HP realized that they also had to compete with the Apple appstore and development community.  This is not something that can be easily solved, so a few high placed executives must of come up with the secret plan that we now see unfolding.

They planned to release the Touchpad as a high end tablet that "Worked Like Nothing Else" with celebrity spokespeople and lots of ads.  This would give consumers the impression of the high value of their new tablet.    In order to spur demand and quickly sell ALL the Touchpads they could make, they would then slash prices to $99 and announce that they were discontinuing the Touchpad.  All Touchpads would sell out in days.

This part of the secret plan has been executed already, and we have seen that it was successful.  The next steps should come in the next few days.

It is my theory that HP's secret plan next calls for HP to announce that in the wake of unprecedented demand and the need to support all of it's new cusomers - They are going to keep working on tablets and WebOS.

Maybe this is just a crazy consipiracy theory, but I thnk that it makes sense.  We'll all just have to wait and see what happens over the next couple of weeks :)

Tuesday, August 23, 2011

What Are You Waiting For?

I'm feeling bold today, so here it is.
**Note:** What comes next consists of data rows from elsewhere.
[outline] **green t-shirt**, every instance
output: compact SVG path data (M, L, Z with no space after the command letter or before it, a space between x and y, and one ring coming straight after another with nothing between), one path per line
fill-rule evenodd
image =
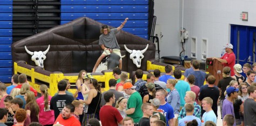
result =
M163 114L161 113L160 112L153 112L153 115L158 115L158 114L157 114L157 113L160 115L160 120L162 120L164 121L164 122L166 122L166 117L165 116L164 116L164 115L163 115Z
M142 105L142 99L140 93L137 92L135 92L132 94L127 101L127 108L135 108L135 110L134 113L130 115L127 114L127 116L132 118L134 123L139 123L140 120L143 115L142 110L141 110Z

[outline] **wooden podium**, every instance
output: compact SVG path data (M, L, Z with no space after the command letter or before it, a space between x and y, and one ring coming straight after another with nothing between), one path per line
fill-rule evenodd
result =
M217 86L219 80L223 78L222 72L224 66L216 59L212 60L211 58L207 58L206 60L206 71L216 78L215 84Z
There are no remaining technical barriers to virtualizing your entire data-center.  The benefits are real.  What are you waiting for?

Many many customers have virtualized all the most business critical and performance intensive apps found in datacenters.  Exchange is now commonly virtualized.  SQL Server and Oracle databases are also run as VMs on vSphere in data centers all over the world.  Even bigger more complex stuff like SAP and Oracle RAC can be run virtualized with no technical issues.  There are proven examples for just about every application type out there.  It works.

The benefits are big and from what I have seen, the more that you virtualize the bigger the benefits become.  I think that everybody is aware of the clear consolidation benefit for legacy and underused servers.  Once you have completed a consolidation effort you begin to see that the operational benefits are much bigger than what you realized before starting.  In fact I would say that these benefits are much bigger than the pure consolidation gains.

The number of workloads that cannot be virtualized due to technical barriers is very small.  This leaves issues like application licensing uncertainty, organizational politics, out dated conceptions of what virtualization can do, support questions, fear of change, and others.  Some of these have simple answers and others are more difficult, but even though they are not technical reasons they are still very real reasons.

If you were to purchase a new Intel or AMD based server today with either two or four sockets, you would be hard pressed to find an application that truly needs the whole host.  The only practical way to really utilize these nice new servers is to use virtualization to be able to run multiple workloads on it at the same time.  Otherwise you are looking at a system that is probably less than 30% utilized almost all of the time.